Daphne, based on the controversial central chapters in Margaret Forster's 1993 authorised biography, is being filmed on location this month in London, Devon and Cornwall. It stars Geraldine Somerville in the role of Du Maurier, and Elizabeth McGovern and Janet McTeer as her two great romantic loves - the American publishing tycoon's wife Ellen Doubleday and the actress Gertrude Lawrence.

The screenplay has been adapted from Forster's book by Amy Jenkins, the creator of This Life, in her first attempt at period drama. It will chart du Maurier's deep and enduring love for her husband, Frederick 'Boy' Browning, but will also explain how her largely unrequited infatuations with Doubleday and Lawrence were reflected in her writing.

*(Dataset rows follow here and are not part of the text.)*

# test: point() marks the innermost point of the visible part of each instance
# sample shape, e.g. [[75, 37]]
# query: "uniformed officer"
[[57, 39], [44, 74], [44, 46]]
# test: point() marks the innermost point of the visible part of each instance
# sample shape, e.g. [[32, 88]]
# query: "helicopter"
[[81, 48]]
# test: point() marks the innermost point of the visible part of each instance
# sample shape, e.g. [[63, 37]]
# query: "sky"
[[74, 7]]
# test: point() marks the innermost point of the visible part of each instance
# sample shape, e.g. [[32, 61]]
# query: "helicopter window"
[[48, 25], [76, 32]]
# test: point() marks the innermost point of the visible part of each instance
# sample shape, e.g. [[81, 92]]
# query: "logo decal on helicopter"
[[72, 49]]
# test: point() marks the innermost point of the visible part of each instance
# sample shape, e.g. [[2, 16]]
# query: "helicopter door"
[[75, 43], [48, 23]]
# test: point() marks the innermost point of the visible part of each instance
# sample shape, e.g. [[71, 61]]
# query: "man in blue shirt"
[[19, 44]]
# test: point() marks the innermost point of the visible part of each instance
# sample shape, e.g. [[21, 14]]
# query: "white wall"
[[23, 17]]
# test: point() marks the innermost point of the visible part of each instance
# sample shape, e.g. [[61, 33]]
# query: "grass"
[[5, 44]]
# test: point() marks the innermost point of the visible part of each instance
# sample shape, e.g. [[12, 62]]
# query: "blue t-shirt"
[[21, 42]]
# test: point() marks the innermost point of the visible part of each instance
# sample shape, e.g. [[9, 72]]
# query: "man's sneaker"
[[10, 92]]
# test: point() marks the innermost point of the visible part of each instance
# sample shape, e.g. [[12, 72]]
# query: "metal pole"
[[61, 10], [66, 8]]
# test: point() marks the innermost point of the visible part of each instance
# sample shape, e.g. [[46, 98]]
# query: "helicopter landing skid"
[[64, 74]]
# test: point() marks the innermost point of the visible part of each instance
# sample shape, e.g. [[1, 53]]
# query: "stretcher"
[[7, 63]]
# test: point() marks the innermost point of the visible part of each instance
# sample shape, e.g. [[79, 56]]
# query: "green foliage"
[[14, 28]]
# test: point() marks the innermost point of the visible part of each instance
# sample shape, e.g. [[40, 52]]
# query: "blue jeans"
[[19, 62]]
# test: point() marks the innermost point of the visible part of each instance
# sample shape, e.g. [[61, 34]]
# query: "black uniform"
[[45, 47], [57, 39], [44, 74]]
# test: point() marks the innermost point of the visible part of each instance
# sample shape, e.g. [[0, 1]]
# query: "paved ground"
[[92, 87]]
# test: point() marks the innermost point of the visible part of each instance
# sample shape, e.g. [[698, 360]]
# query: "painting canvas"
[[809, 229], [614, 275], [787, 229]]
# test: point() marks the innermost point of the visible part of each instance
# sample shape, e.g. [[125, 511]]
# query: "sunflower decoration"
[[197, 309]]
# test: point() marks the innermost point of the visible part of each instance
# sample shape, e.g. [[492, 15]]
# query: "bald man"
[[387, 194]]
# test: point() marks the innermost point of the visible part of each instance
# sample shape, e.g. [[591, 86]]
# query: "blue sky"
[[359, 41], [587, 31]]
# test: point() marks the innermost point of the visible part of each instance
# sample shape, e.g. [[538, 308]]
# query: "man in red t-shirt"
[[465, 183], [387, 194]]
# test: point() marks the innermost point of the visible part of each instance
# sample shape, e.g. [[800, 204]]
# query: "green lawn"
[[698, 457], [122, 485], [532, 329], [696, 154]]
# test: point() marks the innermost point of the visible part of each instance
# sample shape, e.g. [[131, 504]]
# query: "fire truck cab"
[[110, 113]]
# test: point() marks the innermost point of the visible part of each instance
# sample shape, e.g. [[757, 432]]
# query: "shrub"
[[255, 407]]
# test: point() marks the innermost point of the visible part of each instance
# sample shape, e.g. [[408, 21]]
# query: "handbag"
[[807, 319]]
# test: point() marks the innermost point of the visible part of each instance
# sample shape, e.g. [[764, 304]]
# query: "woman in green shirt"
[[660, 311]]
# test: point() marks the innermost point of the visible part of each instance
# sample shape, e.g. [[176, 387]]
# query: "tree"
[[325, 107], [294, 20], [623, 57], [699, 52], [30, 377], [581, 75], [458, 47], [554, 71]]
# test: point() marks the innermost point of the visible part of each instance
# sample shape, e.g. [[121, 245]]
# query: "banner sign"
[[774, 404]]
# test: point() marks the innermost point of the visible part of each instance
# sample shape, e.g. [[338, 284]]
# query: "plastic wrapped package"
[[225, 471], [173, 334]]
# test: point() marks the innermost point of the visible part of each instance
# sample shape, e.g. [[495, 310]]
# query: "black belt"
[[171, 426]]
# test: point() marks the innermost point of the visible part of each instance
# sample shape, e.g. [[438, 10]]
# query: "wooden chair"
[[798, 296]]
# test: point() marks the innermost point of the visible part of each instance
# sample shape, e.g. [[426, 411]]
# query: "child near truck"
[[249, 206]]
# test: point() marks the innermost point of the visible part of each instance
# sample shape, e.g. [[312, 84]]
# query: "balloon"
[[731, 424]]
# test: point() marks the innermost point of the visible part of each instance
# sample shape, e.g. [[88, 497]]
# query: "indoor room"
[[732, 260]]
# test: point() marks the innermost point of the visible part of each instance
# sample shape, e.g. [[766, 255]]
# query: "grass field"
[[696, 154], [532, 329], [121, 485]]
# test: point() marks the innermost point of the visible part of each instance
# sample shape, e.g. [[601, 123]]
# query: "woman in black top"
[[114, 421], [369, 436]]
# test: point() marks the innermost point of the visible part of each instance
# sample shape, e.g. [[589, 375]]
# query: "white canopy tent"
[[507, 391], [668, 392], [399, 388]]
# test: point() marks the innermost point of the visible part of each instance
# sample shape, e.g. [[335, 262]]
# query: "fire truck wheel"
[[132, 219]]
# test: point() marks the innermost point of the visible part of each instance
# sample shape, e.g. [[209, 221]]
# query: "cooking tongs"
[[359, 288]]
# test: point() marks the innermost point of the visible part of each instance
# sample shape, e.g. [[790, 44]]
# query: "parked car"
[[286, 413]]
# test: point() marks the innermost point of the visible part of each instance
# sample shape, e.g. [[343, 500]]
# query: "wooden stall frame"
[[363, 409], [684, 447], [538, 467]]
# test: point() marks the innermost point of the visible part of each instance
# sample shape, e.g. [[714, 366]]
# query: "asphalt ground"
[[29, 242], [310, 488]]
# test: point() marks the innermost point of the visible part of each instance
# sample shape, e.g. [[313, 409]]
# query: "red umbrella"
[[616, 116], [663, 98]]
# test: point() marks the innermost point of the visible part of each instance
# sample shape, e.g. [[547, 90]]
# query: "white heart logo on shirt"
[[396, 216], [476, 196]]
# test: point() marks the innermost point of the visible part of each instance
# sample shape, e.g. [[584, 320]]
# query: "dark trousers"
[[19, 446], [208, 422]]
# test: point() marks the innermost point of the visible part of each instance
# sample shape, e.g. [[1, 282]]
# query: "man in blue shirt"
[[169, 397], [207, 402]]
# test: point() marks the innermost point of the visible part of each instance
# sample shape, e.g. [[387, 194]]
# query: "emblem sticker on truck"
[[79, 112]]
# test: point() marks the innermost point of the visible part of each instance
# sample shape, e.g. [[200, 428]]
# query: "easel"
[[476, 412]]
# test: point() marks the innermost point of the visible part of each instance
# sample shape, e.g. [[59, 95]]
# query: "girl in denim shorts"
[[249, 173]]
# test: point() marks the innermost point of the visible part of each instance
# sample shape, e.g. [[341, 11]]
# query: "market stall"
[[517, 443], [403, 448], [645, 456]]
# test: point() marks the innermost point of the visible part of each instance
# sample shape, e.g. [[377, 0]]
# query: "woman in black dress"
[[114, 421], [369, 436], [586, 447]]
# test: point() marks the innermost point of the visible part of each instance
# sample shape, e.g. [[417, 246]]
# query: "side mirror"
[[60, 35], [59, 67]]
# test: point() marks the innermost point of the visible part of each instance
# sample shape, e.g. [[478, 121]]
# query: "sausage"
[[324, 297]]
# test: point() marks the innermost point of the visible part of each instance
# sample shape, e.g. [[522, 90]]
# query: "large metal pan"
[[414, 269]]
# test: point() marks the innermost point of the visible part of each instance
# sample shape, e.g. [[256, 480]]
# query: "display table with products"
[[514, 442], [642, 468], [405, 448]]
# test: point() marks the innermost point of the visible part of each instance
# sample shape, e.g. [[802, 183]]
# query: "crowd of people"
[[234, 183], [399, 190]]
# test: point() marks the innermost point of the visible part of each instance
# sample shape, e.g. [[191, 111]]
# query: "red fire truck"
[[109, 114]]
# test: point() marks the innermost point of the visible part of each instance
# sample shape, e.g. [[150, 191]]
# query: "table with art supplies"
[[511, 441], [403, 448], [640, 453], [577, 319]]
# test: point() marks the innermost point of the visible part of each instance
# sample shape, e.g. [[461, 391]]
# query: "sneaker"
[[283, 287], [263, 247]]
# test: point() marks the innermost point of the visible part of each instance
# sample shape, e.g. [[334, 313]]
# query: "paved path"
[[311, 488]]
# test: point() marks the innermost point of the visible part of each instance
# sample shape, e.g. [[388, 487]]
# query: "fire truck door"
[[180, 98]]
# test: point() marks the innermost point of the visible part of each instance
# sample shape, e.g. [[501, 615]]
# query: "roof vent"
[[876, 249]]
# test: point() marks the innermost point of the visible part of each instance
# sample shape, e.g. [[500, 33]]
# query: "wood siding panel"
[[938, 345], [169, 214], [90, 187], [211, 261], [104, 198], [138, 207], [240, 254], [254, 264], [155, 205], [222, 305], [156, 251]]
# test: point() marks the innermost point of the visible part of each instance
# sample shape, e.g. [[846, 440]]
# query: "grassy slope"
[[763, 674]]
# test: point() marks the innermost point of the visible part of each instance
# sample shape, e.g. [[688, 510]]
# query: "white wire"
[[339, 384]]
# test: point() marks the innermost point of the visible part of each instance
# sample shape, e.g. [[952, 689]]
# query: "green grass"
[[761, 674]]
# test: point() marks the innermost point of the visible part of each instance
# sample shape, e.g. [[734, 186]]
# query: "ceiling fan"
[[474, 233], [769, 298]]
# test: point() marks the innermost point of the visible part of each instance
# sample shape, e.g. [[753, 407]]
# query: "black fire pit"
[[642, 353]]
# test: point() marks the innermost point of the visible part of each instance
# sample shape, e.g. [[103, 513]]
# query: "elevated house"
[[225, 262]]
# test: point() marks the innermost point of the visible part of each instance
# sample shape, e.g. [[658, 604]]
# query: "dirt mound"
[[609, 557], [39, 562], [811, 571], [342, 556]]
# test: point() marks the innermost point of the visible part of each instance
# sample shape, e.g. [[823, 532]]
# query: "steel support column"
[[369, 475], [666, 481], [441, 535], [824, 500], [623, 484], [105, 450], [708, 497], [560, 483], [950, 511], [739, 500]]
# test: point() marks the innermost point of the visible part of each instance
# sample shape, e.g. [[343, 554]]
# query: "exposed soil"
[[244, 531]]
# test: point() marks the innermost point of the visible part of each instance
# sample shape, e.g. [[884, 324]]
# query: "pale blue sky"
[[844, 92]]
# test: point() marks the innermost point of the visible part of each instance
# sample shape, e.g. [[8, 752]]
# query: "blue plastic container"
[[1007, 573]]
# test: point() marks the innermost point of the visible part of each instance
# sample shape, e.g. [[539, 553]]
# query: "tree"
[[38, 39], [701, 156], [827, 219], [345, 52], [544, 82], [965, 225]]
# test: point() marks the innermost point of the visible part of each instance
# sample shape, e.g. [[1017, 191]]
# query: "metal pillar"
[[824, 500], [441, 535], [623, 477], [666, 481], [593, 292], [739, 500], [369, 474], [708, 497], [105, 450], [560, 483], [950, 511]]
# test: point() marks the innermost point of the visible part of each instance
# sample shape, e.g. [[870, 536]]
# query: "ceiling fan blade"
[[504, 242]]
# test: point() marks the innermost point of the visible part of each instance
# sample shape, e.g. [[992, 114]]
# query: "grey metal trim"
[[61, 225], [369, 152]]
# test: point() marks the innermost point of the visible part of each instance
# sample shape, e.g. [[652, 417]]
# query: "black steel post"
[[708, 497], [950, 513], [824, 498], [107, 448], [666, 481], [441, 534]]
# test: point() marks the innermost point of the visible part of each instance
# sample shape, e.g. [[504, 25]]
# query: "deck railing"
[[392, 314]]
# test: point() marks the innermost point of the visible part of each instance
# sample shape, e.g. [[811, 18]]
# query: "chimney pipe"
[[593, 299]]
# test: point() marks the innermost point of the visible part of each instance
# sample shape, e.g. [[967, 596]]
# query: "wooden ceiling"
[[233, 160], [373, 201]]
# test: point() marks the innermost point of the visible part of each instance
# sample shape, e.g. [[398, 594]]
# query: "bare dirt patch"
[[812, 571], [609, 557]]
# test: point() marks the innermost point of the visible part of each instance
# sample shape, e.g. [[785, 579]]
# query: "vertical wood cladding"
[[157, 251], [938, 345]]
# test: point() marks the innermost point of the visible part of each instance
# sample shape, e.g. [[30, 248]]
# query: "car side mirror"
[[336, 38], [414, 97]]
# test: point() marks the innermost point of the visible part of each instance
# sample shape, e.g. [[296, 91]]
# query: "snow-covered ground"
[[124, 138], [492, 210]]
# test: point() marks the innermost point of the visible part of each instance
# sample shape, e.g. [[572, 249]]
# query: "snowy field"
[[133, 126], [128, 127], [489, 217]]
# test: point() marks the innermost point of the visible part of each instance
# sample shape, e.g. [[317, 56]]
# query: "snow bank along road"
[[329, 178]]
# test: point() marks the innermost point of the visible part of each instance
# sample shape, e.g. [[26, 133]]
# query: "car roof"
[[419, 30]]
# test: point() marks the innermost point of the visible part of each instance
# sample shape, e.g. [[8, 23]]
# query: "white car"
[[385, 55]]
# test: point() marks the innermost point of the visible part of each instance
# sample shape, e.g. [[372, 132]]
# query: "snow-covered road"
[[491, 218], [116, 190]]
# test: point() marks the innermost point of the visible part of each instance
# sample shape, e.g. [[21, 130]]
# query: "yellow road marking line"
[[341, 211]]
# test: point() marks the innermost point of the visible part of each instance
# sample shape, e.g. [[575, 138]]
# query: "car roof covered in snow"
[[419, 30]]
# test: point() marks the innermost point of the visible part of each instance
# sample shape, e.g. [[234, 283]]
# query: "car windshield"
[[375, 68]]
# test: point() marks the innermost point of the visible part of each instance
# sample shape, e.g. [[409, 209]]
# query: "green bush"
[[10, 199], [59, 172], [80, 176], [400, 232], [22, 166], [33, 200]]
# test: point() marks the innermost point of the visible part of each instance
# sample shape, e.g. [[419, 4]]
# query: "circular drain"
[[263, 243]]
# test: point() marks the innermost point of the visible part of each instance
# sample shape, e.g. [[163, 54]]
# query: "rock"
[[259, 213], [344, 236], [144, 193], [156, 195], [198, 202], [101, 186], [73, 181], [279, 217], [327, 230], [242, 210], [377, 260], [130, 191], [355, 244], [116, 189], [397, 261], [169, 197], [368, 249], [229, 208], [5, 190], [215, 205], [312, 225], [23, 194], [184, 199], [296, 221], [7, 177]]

The 90-minute drama, to be shown on BBC2, focuses on what the BBC describes as the 'fraught' period of Du Maurier's life that followed the success of Rebecca and led up to the writing of My Cousin Rachel and her short story The Birds, famously filmed by Alfred Hitchcock.

Jenkins has worked with both Forster and with the Du Maurier family to shape the script. 'Daphne du Maurier was not what you would expect,' she said. 'She was irreverent, reclusive, funny, and tortured during this period of her life. I always want to write about strong, interesting women and Daphne's story is both tragic and illuminating. You'll never read Rebecca in the same way again.'

Du Maurier first met the glamorous Doubleday, who was married to her own publisher, Nelson Doubleday, on a voyage to New York on the Queen Mary. The novelist was sailing out, accompanied by two of her three children, in order to appear in a trial which revolved around accusations that she had plagiarised sections of Rebecca

The unsuccessful case had been brought against her by the writer Edwina MacDonald, who claimed that the 1940 Hitchcock film of the book relied heavily on her own work, Blind Windows

At some point during Du Maurier's stay in the Doubledays' comfortable New York home, she fell in love with her hostess.

Private letters written between the two women reveal the intensity of their relationship and show how hard the novelist tried to understand her own sexual and emotional needs. Somewhat mysteriously, she habitually referred to her heterosexual encounters as 'Cairo' and to homosexual encounters as 'Venice'. The code is thought to relate to her feelings about the nature of the two cities.

Du Maurier wrote a play, September Tide, about her forbidden love for Ellen, 'the Rebecca of Barberrys', and its staging then led her straight into a life-changing and doomed second lesbian affair with Lawrence, the vivacious actress who had inspired Noel Coward.

'What is fascinating is the way her personal life informed her writing,' said Kim Thomas, the executive producer of Daphne. 'Once you know this story, it changes the way you read everything. I would say that in My Cousin Rachel, Rachel is Ellen.' The film, Thomas adds, will be a contemporary take on the story, but with a strong sense of the films of Du Maurier's own era. The lesbian love scenes, she suggests, will be more reminiscent of Noel Coward's Brief Encounter than Sarah Waters's more graphic Fingersmith

At the time of her book's publication, Forster acknowledged the complexity of Du Maurier's emotional life. 'I accept her word that she was a hybrid, with tendencies both ways,' Forster said. 'But she said she felt the pleasure was greater with Venice than Cairo because she felt more in control that way.'

Forster's book also dwelt on Du Maurier's difficult relationship with her father, the actor/manager Gerald du Maurier, who was candid about the fact that he wished she were a boy.